Jésus-Christ attaché sur la croix et souffrant une soif extrême, dit : J'ai soif. Ses bourreaux, qui n'étaient occupés qu'à inventer de nouveaux supplices pour le faire souffrir, loin de le soulager dans cet extrême besoin, lui donnent, avec une éponge, un cruel breuvage, composé de fiel et de vinaigre, afin que l'intérieur du corps de Jésus souffrît son supplice aussi bien que l'extérieur, et que sa langue, sa bouche, sa gorge, son estomac, et sa poitrine, abreuvés de cette cruelle amertume, rendissent sa passion aussi universelle qu'elle était douloureuse, et que tout souffrit dans sa personne.

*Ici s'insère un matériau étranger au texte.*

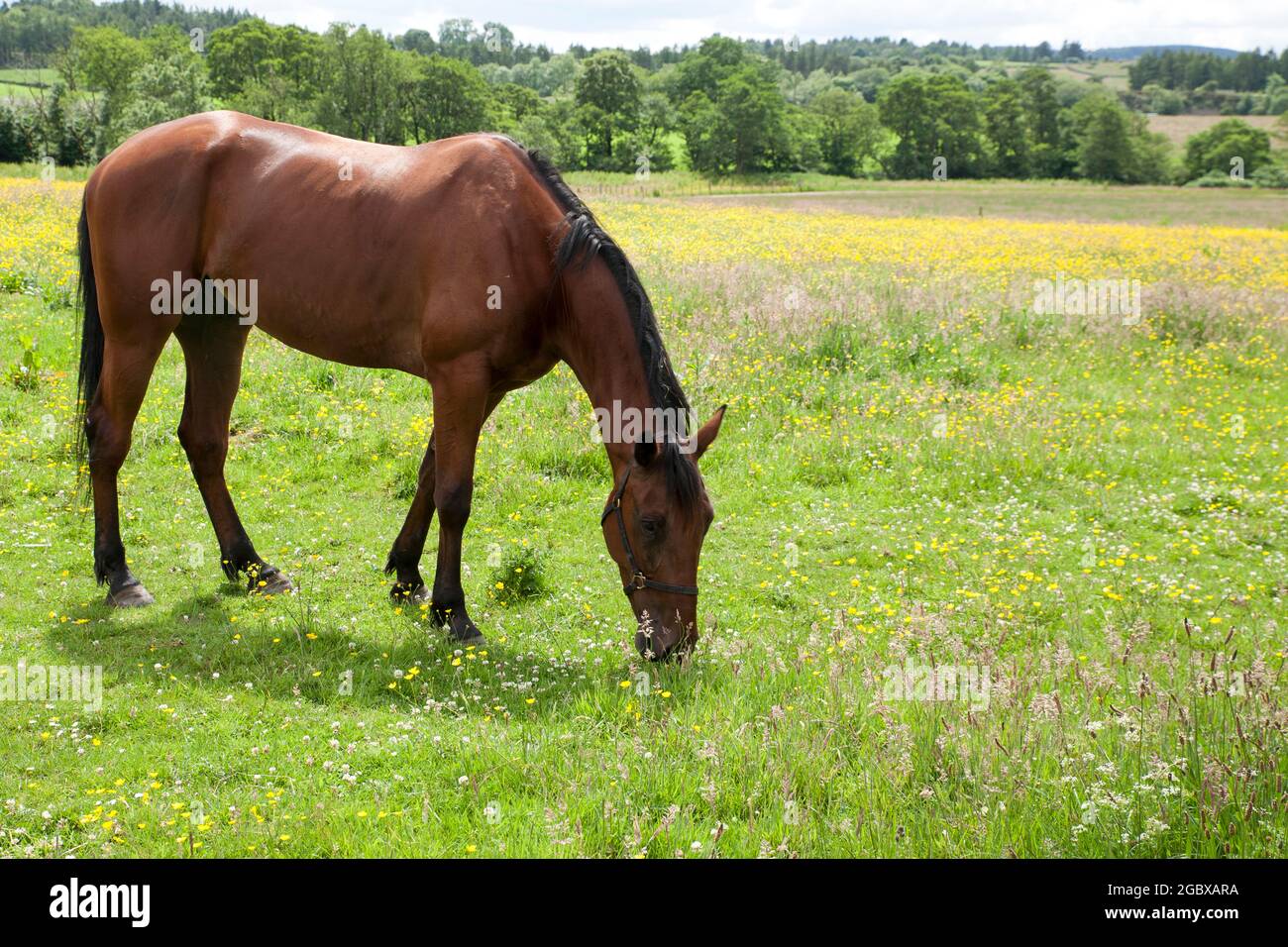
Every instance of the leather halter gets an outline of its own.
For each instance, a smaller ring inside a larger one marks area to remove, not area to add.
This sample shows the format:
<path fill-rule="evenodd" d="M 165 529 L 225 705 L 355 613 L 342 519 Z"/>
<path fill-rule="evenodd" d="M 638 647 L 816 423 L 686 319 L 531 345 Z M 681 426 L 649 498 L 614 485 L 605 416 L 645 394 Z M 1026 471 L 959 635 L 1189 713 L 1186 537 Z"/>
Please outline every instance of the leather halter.
<path fill-rule="evenodd" d="M 631 567 L 631 581 L 622 586 L 622 591 L 627 595 L 634 595 L 640 589 L 656 589 L 657 591 L 672 591 L 677 595 L 697 595 L 698 586 L 658 582 L 645 576 L 636 564 L 635 553 L 631 550 L 631 541 L 626 536 L 626 517 L 622 514 L 622 495 L 626 493 L 626 481 L 630 478 L 631 468 L 627 466 L 626 474 L 622 477 L 622 482 L 617 484 L 613 495 L 608 499 L 608 506 L 604 508 L 604 514 L 599 518 L 599 524 L 603 526 L 609 514 L 617 513 L 617 528 L 622 532 L 622 549 L 626 550 L 626 564 Z"/>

Ô mon Dieu, faut-il que Vous, la douceur même, ne soyez rassasié que de fiel, par ceux mêmes à qui vous présentez votre grâce et votre miséricorde, et à qui vous donnez tout votre sang ! Cette soif que vous endurez est moins une soif naturelle qu'une soif ardente du salut de tous les hommes. Vous êtes moins altéré de cette eau qui rafraîchit que de la Conversion des pécheurs. Accordez-moi, Seigneur, la grâce de profiter de cette soif et de cette amertume, de n'avoir dorénavant point de plus violente soif que celle de la justice, de me soumettre aux amertumes des souffrances, et de renoncer aux douceurs empoisonnées de la volupté .


PRIÈRE

Ô mon Dieu, lumière éternelle, embrasez nos cœurs ; protégez-les d'une vraie douleur d'avoir été la cause de tant d'outrages que Jésus, ce fils bien-aimé, a endurés ; faites-leur ressentir par conformité ces douleurs et ces peines souffertes pour notre amour ; attachez-nous, comme l'apôtre, à la croix de Jésus ; appliquez-nous-en les mérites, et que cette passion nous obtienne la rémission de tous nos péchés et la possession de la gloire éternelle.